A module is a drop-in jar that extends SkyblockCore from inside its own classloader, with full access to the island API. This page shows how to build one. For the high-level picture, see Module System.


1. Project Setup

Compile against the core API (don't bundle it):

repositories {
    maven { url 'https://jitpack.io' }
}
dependencies {
    compileOnly 'com.github.Dsngxddd:SkyblockCore:0.4.0'
}

Build a plain jar (not a shaded plugin) — the core loads it as a module, not a Bukkit plugin.


2. module.yml

Put this at the root of your jar:

name: MyModule
main: com.example.mymodule.MyModule
version: 1.0.0
Key Meaning
name Module name (used for its data folder)
main Fully-qualified class implementing SkyblockModule
version Your version string

3. The Main Class

Implement SkyblockModule and its three hooks:

package com.example.mymodule;

import net.cengiz1.skyblock.module.SkyblockModule;
import net.cengiz1.skyblock.module.ModuleContext;

public class MyModule implements SkyblockModule {

    private ModuleContext ctx;

    @Override
    public void onLoad(ModuleContext ctx) {
        this.ctx = ctx;
        // Grab what you need from the core:
        // ctx.getCorePlugin().getIslandManager(), getEconomy(), ...
        // Your own config.yml + data folder are available here too.
    }

    @Override
    public void onEnable() {
        // Register listeners / commands — auto-removed on disable.
        ctx.registerListener(new MyListener(ctx));
        ctx.registerCommand("mymodule", new MyCommand(ctx));
    }

    @Override
    public void onDisable() {
        // Stop tasks, flush data, etc.
    }
}

4. What ModuleContext Provides

Capability How
The core plugin & its managers ctx.getCorePlugin()getIslandManager(), getEconomy(), getRoleManager(), ...
Register a listener (auto-cleanup) ctx.registerListener(listener)
Register a command (auto-cleanup) ctx.registerCommand(name, executor)
Your own config.yml + data folder separate from the main plugin

Because you run in the core's classloader, you also share its database connection and proxy/Redis messaging — store and sync your data through the same pipes the core uses.

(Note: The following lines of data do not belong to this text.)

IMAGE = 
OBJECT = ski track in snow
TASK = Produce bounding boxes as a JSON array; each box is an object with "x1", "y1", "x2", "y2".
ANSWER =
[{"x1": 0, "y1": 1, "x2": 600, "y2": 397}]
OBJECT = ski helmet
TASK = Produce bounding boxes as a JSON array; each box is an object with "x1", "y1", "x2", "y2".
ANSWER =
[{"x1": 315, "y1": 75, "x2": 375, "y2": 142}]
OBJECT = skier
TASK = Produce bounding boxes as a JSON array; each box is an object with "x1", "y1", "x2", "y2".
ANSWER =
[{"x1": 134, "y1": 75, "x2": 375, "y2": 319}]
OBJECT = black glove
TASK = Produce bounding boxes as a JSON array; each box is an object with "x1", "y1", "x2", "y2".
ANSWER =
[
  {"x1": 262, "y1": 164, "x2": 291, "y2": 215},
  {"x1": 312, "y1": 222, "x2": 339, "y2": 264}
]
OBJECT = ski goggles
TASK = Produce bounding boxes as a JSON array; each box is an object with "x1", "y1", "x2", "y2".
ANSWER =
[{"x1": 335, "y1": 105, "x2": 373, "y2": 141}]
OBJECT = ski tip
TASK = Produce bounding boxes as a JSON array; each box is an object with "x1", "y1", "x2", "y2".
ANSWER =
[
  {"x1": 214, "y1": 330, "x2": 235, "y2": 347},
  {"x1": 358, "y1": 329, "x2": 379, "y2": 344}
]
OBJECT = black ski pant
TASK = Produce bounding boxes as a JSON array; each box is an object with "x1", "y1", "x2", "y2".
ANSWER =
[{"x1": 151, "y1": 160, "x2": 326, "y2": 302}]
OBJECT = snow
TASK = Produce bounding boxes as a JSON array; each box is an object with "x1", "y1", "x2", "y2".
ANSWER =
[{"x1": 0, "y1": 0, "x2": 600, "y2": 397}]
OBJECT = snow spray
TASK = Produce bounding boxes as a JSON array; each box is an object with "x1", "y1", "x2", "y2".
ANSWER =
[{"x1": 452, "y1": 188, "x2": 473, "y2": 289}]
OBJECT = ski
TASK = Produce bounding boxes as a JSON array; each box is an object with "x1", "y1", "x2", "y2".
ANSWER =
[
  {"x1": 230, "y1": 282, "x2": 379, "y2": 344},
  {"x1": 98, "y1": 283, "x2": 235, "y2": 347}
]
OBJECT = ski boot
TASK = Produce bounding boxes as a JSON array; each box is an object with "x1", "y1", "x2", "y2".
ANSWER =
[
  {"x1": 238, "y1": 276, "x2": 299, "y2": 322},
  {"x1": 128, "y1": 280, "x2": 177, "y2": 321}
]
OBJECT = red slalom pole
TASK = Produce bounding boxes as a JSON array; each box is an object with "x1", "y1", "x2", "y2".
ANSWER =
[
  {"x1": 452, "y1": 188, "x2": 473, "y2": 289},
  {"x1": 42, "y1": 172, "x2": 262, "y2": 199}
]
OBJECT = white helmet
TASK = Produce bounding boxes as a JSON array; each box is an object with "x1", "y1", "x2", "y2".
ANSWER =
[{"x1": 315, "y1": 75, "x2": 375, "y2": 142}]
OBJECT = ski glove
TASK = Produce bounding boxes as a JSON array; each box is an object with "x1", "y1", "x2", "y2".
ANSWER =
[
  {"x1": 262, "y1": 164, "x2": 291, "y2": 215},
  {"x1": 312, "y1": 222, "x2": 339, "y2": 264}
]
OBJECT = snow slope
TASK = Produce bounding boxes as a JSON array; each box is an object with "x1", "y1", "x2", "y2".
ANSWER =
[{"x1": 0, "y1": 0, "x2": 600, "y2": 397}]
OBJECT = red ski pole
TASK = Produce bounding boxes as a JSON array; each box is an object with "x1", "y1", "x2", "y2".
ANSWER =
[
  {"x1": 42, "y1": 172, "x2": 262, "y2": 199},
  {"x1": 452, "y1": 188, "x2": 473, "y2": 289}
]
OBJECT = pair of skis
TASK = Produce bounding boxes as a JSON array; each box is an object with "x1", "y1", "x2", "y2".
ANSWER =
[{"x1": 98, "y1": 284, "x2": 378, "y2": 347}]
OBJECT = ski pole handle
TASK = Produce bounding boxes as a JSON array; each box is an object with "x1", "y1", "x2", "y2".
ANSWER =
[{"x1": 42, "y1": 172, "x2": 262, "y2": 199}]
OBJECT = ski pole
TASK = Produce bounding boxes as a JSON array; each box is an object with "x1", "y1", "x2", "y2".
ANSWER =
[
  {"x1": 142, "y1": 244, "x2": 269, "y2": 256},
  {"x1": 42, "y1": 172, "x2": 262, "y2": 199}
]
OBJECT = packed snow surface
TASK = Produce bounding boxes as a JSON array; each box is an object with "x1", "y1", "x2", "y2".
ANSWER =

5. Persisting & Syncing Data

  • Use the shared SQLite/MySQL connection to add your own tables (Chunklock adds a chunklock_* table in the same database).
  • For cross-server sync, reuse the core's proxy classes (RedisMessenger, ProxyManager) on your own channel — the same approach Chunklock uses.

6. Deploy

Drop the jar into:

plugins/Skyblock/modules/MyModule-1.0.0.jar

Restart (or reload). The core loads your module after its own startup and unloads it cleanly on shutdown.


Reference Implementation

Chunklock is a full, real module built exactly this way — read its pages to see the pattern end to end.